I came across the method for generating multivariate normal samples on wikipedia: https://en.wikipedia.org/wiki/Multivariate_normal_distribution#Drawing_values_from_the_distribution
A widely used method for drawing (sampling) a random vector x from the N-dimensional multivariate normal distribution with mean vector μ and covariance matrix Σ works as follows:
Find any real matrix A such that A AT = Σ. When Σ is positive-definite, the Cholesky decomposition is typically used, and the extended form of this decomposition can always be used (as the covariance matrix may be only positive semi-definite) in both cases a suitable matrix A is obtained. An alternative is to use the matrix A = UΛ½ obtained from a spectral decomposition Σ = UΛUT of Σ. The former approach is more computationally straightforward but the matrices A change for different orderings of the elements of the random vector, while the latter approach gives matrices that are related by simple re-orderings. In theory both approaches give equally good ways of determining a suitable matrix A, but there are differences in computation time.
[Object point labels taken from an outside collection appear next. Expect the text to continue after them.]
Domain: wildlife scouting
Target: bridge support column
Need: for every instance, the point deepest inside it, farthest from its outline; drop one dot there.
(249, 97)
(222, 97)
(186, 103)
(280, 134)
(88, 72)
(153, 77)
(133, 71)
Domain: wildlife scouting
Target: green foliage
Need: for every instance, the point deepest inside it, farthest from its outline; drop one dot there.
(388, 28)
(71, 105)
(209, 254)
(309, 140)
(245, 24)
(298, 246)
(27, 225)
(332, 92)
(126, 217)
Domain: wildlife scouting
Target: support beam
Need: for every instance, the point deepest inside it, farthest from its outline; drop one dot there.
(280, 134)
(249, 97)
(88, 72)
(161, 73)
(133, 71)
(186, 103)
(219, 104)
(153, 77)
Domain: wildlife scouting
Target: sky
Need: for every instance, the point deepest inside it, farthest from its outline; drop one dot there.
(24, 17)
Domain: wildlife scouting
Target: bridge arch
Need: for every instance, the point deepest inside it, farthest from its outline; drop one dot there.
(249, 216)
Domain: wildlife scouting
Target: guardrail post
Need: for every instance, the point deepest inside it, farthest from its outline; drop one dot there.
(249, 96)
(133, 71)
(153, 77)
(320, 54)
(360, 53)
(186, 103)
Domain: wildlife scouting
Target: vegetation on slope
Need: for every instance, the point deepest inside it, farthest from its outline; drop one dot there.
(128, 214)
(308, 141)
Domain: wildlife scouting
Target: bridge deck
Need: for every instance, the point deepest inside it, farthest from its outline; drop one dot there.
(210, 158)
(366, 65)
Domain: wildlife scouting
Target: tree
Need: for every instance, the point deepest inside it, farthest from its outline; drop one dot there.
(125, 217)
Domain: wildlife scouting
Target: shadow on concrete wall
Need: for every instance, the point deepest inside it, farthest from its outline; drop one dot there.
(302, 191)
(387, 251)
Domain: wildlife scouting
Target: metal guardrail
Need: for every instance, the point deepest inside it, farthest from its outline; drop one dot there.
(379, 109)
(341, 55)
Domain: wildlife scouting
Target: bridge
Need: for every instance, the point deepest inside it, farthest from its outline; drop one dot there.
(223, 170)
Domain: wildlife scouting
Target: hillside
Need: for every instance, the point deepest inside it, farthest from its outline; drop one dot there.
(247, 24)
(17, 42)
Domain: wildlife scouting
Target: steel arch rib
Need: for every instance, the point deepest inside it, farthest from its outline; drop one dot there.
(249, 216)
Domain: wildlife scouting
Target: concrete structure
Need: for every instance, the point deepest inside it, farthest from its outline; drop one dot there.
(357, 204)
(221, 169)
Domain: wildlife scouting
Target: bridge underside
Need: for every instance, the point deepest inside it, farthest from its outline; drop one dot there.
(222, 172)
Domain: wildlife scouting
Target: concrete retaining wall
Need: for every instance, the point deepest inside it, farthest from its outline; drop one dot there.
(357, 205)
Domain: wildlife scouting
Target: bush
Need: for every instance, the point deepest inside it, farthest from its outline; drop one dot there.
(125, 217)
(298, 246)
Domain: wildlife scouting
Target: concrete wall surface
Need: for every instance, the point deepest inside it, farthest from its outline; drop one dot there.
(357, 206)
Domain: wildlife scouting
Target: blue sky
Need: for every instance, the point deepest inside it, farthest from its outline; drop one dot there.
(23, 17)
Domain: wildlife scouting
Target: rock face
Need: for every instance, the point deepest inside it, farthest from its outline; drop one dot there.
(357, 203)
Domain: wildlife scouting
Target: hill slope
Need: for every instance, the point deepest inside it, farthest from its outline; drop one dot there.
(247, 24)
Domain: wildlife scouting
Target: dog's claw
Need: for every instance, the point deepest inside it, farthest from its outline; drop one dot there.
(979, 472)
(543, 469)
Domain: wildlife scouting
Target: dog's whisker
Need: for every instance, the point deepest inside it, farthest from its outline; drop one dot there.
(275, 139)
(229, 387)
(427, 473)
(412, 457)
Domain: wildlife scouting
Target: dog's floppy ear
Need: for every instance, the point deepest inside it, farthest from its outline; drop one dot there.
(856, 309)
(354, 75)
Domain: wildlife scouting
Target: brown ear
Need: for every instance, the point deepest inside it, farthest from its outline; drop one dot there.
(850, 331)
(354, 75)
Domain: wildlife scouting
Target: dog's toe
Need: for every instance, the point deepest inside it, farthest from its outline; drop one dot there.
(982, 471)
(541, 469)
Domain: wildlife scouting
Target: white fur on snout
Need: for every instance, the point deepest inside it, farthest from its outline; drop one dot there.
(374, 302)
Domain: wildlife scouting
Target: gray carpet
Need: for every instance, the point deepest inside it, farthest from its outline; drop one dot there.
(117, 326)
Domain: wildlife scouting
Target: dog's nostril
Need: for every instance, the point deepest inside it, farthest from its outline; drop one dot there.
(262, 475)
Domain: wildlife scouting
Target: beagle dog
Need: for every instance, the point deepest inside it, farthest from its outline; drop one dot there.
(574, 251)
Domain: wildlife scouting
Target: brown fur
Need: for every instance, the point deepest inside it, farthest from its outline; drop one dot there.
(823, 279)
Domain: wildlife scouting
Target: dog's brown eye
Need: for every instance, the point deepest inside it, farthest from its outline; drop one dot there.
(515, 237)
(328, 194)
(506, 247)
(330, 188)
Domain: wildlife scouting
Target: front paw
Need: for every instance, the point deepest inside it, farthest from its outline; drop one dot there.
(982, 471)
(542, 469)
Let z = (z1, …, zN)T be a vector whose components are N independent standard normal variates (which can be generated, for example, by using the Box–Muller transform).
Let x be μ + Az. This has the desired distribution due to the affine transformation property.
Why does the cholesky decomposition matrix 'A' multiplied by the vector of samples chosen from the standard normal distribution 'z' plus 'μ' give us our result (ie x = μ + Az)?
Why does this work? What is the proof?